CALEB NICKERSON
Shawville July 10, 2019
The new Abattoir les Viandes du Pontiac in Shawville has grown in the six months it has been in operation, but co-owner Alain Lauzon said that they will continue to seek out new markets for their clients.
“We’re working hard on marketing,” he said in a phone interview with The Equity.
The staff at the facility now numbers 13, drawing mainly from the local community. The abattoir opened its doors to the press in June, to tour the facility while it was in operation.
The animals are led in through a loading dock on the eastern corner of the building into a series of pens. They funnel into a chute that leads to a hydraulically-controlled pen where the animal is secured for slaughter. The carcass is then lowered onto a grated area and hung up on hooks attached to a rolling track that traverses the killing floor and continues into a series of coolers.

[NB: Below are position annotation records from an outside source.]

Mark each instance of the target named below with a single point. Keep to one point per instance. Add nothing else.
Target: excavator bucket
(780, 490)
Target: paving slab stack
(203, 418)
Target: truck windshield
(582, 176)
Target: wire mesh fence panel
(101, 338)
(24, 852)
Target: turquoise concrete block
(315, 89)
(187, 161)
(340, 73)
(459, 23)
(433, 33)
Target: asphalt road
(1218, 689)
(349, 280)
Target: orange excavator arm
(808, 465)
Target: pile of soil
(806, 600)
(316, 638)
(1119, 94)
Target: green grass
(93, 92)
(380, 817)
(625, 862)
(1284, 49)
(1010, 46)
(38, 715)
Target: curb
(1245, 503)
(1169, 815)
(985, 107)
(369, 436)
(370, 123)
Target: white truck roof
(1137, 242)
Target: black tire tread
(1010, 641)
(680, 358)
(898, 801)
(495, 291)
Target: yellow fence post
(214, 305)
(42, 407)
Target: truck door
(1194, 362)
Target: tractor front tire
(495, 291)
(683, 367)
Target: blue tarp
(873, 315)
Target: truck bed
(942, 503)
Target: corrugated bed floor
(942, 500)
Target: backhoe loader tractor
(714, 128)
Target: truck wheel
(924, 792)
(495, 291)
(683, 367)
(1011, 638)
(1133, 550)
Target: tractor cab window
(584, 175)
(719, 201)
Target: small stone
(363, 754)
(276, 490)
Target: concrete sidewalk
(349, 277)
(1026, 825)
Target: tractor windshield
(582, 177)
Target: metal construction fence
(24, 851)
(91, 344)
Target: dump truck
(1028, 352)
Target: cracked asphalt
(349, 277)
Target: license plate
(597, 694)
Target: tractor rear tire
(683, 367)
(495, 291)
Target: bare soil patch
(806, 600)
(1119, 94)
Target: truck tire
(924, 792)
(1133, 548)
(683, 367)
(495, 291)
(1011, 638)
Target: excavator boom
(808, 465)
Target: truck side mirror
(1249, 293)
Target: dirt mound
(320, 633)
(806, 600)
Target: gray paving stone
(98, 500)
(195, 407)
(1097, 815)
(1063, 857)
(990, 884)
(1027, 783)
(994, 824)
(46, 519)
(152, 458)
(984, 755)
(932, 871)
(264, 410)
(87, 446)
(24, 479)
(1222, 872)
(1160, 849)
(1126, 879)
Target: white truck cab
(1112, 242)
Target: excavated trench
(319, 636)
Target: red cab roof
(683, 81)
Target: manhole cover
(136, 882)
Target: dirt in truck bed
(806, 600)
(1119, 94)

Mario Lavigne grew up on a farm in Luskville, and now works on the killing floor. Lauzon said that his expertise with livestock is a huge asset, which is why Lavigne works in the receiving area for the animals.
“I guide them in, receive them and tag them,” he said, and abattoir operations manager Eric Chartrand, who is leading the tour of the facility, noted that every animal is monitored closely the entire way through the process. A veterinarian and an inspector from MAPAQ are on-site any time an animal is killed.

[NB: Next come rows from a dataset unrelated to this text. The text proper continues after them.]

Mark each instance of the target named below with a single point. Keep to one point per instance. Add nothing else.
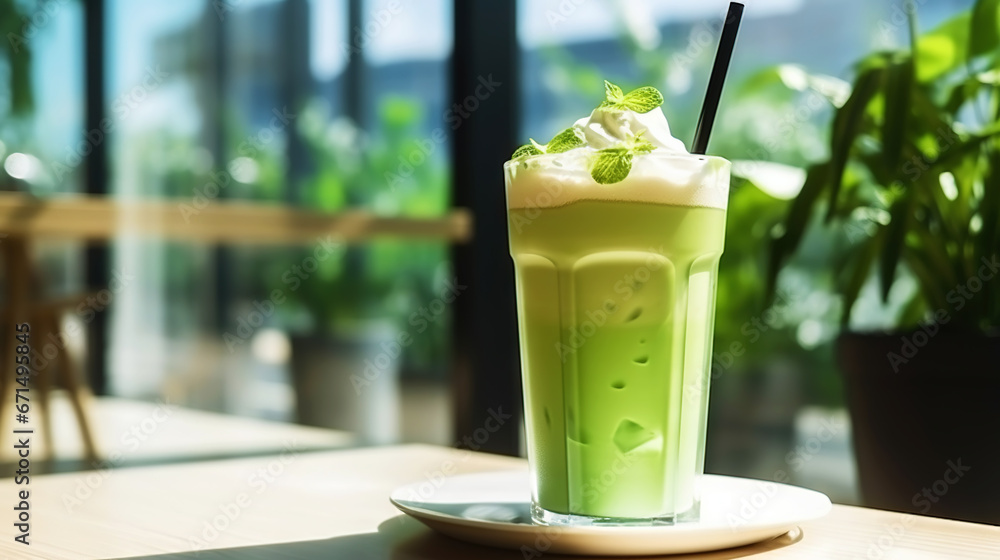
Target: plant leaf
(857, 277)
(939, 52)
(611, 165)
(525, 151)
(846, 125)
(643, 100)
(895, 237)
(564, 141)
(799, 212)
(898, 84)
(984, 33)
(614, 93)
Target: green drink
(616, 300)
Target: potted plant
(913, 179)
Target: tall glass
(616, 305)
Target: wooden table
(334, 505)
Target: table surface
(334, 504)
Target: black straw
(719, 69)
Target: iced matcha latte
(616, 233)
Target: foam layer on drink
(667, 175)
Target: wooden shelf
(230, 222)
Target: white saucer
(493, 509)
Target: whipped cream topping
(603, 129)
(667, 175)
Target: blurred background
(348, 108)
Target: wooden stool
(43, 319)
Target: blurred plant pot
(349, 380)
(925, 421)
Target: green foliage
(916, 143)
(15, 54)
(383, 279)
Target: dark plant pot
(349, 381)
(927, 430)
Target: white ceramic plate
(493, 509)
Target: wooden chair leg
(43, 388)
(78, 397)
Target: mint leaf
(643, 100)
(613, 93)
(611, 165)
(525, 151)
(564, 141)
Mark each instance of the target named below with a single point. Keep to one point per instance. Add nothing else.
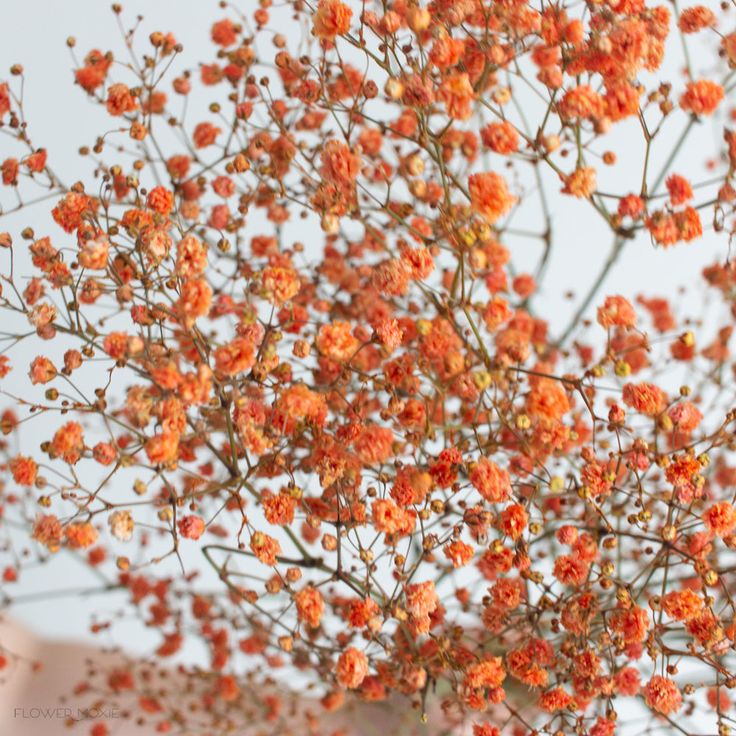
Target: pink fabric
(38, 701)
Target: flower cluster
(287, 342)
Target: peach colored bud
(394, 89)
(418, 19)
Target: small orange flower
(581, 183)
(701, 97)
(120, 100)
(310, 606)
(236, 357)
(336, 341)
(161, 200)
(42, 370)
(48, 531)
(80, 536)
(646, 398)
(616, 311)
(662, 695)
(352, 668)
(331, 19)
(458, 94)
(68, 443)
(24, 470)
(489, 196)
(191, 527)
(720, 518)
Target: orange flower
(581, 183)
(279, 509)
(120, 100)
(458, 94)
(280, 284)
(513, 520)
(162, 448)
(701, 97)
(459, 553)
(720, 518)
(265, 548)
(42, 370)
(205, 134)
(68, 443)
(81, 536)
(331, 19)
(236, 357)
(646, 398)
(48, 531)
(191, 527)
(682, 605)
(339, 164)
(194, 301)
(24, 470)
(336, 341)
(489, 196)
(662, 695)
(352, 668)
(310, 606)
(491, 481)
(421, 602)
(679, 189)
(616, 311)
(161, 200)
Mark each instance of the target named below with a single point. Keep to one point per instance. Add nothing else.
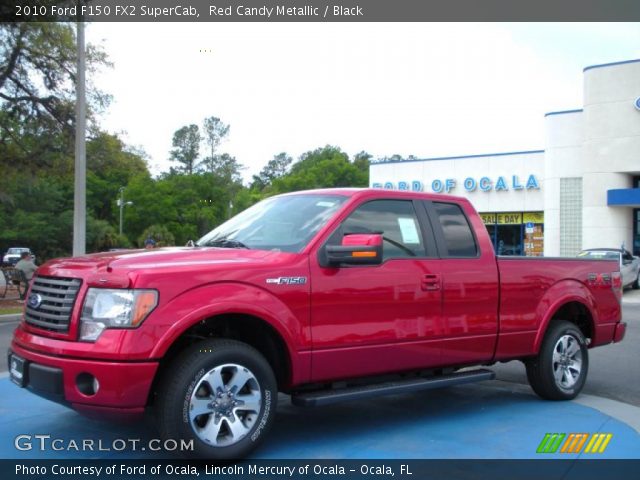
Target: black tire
(543, 371)
(188, 387)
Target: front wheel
(560, 369)
(221, 394)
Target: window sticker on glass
(408, 230)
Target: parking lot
(499, 419)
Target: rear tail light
(616, 284)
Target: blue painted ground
(486, 421)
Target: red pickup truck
(326, 295)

Chartrand is a well-known butcher from the Aylmer region with over 20 years in the business. Lauzon noted in the follow-up interview that they are currently looking for another butcher of Eric’s calibre.
“We have Eric but we will need another butcher with 20, 25 years experience, you know, to help these guys,” he said. “Take some off Eric’s back.”
The meat is cut to order, and Lauzon estimated that they’re currently slaughtering 35 sheep and 25 cows per week. The animals are typically sourced from local farms, but the abattoir has also processed several bears for clients and even an alpaca. He said about 40 per cent of the meat is Halal-certified, with the rest processed normally.
The abattoir is hiring locally as much as possible and Lauzon noted that they had a co-op student from the Pontiac High School, Tyler Stewart, who is currently employed at the abattoir – even working on the killing floor.
Stewart said that he does a lot of cleaning and packaging, and said this job was unlike any other he’s previously had.
“You have to really pay attention, multi-task a lot,” he said.
Willow Hollow Farm owner Rick Younge has recently started supplying the abattoir with some Prime beef cattle.
“About a month ago they got an order for a real good, finished, well-developed beef [cow],” he said. “Their customer seemed quite pleased so then last week he asked for a second one.”
Younge’s herd numbers 250 head and he currently sends a load of 40 animals, three to four times a year to Toronto to be slaughtered and sold to high end restaurants. He said that each trip costs him $1,600 in transportation fees, so if he could sell more through the abattoir, whose facility sits across the road from Willow Hollow, it would cut down his expenses considerably.
“I believe he’s got a pretty reasonable market for lamb,” Younge noted. “Hopefully he’ll get the same type of thing with the beef. It just takes time.”